Our first guess is that he's another victim of the Spider Tack™ crackdown: without enough "stick-um" to center his "eccentric, high-spin slider," he's simply at sea right now. But his '21 game logs don't really support this idea--his HBPs have been coming at a regular interval throughout all the months of this season: it's not as if he's just suddenly hitting everyone he faces in a parallel variant of "Steve Blass Disease." Of course, now that he has entered the record books and will be receiving national attention, this might mushroom further...we'll just have to see how it plays out.

The Padres, in a September tailspin that's put their post-season chances in jeopardy, are likely to make Adams' appearances a good bit more scarce. (Today's appearance came in a game where San Diego was already down 7-0.) But team rosters are tighter in September than has been in the case in the past, so they may not be able to just sit him down. Stay tuned...

Extremity (and its diabolical cousin, extremism) seems to be radiating itself ever more insistently into people's lives, and Adams' sudden case of target practice is merely a surreal reminder of that fact. In most cases, extremity/extremism takes time to build up (and this is a good time to remind Ben Lindbergh that he's still wrong about his dismissal of the "frog in pot" syndrome--it's called metaphor, Ben!)...and once allowed to fester for a foothold, it can explode into a forbidding level of prominence. To take a Jackie Robinson quote out of context: "baseball has done it!"--and we're here to show you just another example of that, so you can see what the "heroes and villains have done done" this time.
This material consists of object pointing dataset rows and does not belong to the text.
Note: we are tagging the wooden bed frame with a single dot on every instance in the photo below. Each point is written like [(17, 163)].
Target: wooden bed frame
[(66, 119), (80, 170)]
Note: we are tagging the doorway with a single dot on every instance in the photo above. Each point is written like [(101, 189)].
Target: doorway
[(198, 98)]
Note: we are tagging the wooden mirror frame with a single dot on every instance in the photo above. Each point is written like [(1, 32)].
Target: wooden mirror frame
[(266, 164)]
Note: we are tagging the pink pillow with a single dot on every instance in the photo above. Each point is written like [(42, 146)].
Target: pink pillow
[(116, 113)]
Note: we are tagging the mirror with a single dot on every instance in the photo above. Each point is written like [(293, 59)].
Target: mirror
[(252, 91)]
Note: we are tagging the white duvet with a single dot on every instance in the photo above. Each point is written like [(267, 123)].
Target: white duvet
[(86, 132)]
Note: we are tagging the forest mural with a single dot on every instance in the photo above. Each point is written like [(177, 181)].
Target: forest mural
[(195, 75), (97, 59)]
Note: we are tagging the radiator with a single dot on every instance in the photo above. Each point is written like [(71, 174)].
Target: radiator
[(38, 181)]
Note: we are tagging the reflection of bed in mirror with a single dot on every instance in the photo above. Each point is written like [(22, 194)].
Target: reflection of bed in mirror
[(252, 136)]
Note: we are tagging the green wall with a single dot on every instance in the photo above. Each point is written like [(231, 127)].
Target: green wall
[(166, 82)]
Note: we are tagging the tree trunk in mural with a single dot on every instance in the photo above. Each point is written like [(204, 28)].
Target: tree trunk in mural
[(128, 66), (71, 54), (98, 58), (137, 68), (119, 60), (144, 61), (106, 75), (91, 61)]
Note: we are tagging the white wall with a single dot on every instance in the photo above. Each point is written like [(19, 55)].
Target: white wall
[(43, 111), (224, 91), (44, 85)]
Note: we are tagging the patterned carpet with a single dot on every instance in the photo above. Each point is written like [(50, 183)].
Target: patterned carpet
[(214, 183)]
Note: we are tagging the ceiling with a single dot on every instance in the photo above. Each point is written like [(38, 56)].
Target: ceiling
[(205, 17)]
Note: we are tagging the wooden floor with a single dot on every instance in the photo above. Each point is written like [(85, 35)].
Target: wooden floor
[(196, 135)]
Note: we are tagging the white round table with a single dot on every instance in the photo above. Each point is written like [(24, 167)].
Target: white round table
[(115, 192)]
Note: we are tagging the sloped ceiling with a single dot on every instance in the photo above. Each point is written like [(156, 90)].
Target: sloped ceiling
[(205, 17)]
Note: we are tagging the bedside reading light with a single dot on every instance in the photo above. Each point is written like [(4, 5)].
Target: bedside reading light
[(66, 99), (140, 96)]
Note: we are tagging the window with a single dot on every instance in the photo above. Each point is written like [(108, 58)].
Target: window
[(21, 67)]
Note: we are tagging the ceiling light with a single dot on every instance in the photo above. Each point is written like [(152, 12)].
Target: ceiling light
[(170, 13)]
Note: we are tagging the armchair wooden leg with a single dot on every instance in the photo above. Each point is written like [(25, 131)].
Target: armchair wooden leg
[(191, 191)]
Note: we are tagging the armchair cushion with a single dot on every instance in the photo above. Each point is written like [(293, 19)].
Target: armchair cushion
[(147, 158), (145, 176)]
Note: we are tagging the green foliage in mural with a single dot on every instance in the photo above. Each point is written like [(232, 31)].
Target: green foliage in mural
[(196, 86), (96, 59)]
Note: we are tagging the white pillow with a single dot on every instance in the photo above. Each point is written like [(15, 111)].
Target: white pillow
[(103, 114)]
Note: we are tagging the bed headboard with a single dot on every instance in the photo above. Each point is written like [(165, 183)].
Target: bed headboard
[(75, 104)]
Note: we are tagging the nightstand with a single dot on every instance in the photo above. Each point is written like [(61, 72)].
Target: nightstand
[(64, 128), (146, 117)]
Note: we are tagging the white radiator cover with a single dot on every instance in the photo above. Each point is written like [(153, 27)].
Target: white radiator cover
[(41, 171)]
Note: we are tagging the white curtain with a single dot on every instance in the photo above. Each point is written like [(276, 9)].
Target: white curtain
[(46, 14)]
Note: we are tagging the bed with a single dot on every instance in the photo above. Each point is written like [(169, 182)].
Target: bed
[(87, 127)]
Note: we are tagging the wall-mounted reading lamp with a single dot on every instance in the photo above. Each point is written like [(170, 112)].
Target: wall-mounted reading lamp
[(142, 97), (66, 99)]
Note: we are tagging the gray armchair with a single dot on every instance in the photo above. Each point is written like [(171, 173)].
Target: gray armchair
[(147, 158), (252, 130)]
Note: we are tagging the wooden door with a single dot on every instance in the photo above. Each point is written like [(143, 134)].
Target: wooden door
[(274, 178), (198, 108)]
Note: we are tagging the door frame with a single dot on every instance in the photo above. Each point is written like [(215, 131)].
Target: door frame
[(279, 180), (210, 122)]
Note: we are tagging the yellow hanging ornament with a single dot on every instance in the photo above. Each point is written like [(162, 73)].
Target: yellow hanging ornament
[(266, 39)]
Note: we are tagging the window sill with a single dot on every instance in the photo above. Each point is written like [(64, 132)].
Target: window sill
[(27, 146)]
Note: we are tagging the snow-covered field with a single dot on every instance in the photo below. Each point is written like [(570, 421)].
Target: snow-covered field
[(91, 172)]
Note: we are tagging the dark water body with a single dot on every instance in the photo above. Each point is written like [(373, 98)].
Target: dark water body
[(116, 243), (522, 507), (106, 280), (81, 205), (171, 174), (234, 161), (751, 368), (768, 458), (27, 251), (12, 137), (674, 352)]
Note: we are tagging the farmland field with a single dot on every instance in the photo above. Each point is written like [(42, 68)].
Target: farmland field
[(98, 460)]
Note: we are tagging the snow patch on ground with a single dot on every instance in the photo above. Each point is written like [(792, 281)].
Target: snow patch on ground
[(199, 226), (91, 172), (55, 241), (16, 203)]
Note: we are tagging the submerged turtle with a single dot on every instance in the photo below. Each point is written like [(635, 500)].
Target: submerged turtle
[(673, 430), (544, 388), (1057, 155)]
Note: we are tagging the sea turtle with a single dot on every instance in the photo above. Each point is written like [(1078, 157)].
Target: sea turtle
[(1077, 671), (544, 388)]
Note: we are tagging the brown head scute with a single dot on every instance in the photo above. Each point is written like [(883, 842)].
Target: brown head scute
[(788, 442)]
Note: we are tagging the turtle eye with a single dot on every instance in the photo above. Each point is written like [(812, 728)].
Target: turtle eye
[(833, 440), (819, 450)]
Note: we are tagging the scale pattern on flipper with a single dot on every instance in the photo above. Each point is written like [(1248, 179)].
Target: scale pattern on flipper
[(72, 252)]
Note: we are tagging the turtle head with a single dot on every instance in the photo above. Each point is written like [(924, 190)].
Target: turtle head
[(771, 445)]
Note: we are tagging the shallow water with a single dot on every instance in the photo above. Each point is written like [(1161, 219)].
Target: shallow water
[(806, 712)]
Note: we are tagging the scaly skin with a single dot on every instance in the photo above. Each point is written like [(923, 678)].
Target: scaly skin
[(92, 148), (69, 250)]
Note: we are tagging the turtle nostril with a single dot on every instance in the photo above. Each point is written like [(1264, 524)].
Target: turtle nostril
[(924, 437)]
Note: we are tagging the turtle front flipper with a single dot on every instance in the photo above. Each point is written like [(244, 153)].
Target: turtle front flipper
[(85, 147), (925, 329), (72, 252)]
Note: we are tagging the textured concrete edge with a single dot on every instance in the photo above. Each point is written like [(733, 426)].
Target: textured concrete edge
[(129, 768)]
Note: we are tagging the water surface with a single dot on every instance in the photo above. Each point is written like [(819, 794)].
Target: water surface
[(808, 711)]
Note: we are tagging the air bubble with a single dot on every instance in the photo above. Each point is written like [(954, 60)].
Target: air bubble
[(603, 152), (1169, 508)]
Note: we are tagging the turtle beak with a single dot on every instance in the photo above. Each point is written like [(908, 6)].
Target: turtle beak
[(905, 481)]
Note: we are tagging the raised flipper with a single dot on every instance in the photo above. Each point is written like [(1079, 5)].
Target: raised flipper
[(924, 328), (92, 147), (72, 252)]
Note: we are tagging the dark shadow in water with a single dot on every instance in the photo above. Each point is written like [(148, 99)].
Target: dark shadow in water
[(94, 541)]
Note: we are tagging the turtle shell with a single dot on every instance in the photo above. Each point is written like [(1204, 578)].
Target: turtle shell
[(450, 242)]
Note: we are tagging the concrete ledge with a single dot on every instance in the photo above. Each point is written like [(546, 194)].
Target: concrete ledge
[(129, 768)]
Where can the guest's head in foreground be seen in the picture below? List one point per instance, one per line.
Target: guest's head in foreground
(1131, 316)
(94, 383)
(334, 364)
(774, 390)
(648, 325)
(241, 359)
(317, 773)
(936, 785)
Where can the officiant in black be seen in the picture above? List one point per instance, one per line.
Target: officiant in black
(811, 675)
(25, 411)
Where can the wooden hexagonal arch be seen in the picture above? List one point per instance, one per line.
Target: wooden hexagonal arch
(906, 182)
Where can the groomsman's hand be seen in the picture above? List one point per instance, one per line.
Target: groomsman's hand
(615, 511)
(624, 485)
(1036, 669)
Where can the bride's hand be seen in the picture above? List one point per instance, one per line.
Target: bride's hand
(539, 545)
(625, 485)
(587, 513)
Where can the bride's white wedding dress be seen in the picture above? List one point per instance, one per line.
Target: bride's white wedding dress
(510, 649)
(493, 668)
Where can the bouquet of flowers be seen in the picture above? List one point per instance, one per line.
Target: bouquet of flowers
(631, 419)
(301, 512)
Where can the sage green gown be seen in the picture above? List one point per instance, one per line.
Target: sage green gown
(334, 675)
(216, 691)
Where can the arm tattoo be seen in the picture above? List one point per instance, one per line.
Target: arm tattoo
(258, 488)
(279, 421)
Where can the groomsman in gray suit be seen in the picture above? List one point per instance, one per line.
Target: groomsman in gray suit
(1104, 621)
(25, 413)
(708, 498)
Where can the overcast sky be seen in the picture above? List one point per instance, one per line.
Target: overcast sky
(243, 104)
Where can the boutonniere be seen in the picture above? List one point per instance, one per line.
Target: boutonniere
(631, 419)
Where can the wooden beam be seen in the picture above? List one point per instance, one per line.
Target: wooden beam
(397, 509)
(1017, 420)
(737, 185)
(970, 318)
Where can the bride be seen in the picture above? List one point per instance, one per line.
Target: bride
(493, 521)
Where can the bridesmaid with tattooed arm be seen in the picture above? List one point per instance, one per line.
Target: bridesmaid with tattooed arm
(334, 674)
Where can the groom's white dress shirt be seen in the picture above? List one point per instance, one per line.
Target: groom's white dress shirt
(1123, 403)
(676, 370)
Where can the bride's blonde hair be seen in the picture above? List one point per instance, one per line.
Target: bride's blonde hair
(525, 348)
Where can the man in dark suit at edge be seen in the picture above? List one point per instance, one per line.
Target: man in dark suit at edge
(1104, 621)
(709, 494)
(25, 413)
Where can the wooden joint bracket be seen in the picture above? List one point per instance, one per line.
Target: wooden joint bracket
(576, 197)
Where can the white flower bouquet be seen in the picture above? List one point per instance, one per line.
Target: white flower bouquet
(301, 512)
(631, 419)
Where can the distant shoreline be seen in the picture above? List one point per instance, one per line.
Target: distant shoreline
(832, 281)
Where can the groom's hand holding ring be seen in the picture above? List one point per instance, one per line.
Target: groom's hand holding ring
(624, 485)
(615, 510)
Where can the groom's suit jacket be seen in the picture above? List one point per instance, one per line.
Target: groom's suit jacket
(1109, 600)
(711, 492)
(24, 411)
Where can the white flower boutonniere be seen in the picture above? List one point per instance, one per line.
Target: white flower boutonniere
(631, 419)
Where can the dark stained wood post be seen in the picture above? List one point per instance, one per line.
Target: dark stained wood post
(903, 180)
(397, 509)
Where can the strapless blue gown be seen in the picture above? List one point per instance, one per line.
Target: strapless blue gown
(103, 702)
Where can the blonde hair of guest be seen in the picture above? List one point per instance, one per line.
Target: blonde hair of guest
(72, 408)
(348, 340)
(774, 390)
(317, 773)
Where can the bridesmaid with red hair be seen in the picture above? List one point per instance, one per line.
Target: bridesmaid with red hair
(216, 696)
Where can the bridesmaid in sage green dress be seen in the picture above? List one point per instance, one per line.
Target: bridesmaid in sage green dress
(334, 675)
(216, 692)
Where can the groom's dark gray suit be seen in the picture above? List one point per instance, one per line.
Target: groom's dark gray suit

Those enamored with those pesky Three True Outcomes often overlook that the rise of the phenomenon applies more to one segment of that troika than the others. Namely, strikeouts. How the "frog and boiling water" metaphor applies here can be measured is by counting how many hitters are allowed to play at least semi-regularly while amassing a staggering percentage of strikeouts per plate appearance. 

As hard-throwing relievers proliferate and their percentage of inning pitched increase, strikeouts have soared. While there is a small sliver of hope that the rate of this increase has finally slowed, it's still instructive to see what has happened to the game's attitude toward hitters who swing from their heels with ever-increasing abandoned and rack up K/PA ratios that would have stupefied even 1960s-70s ballplayers, much less "inside baseball" ideologues like Ty Cobb

Striking out in a third of one's plate appearances for any batter with more than 200 plate appearances in a season simply didn't happen for 111 (that's one hundred and eleven) years after the founding of the National League (1876). It first occurred in 1987, when Bo Jackson struck out in 36% of his plate appearances. We won't provide you with a list of all those who've followed in Bo's footsteps since '87, but we will note that there are now two hitters--Miguel Sano and Joey Gallo--who've struck out in at least a third of their plate appearances in every single one of their years in MLB. They won't be the last...

The chart at left shows how the frog got into the pot, and how the water got incrementally warmer over time. And the data shows that we are getting closer and closer to a boil, particularly as the game went all-in for "launch angle" and other related "home run derby" approaches to hitting.

The frog is still in the pot, but the cat is out of the bag. Even if things plateau in the next several years, it's highly likely that the numbers of such high K/PA guys will continue to grow, and we'll see somewhere over 100 such seasons in the upcoming decade. This cautionary prognostication is a reminder that extremity (and extremism) is hard to get rid of once it's been given a toehold.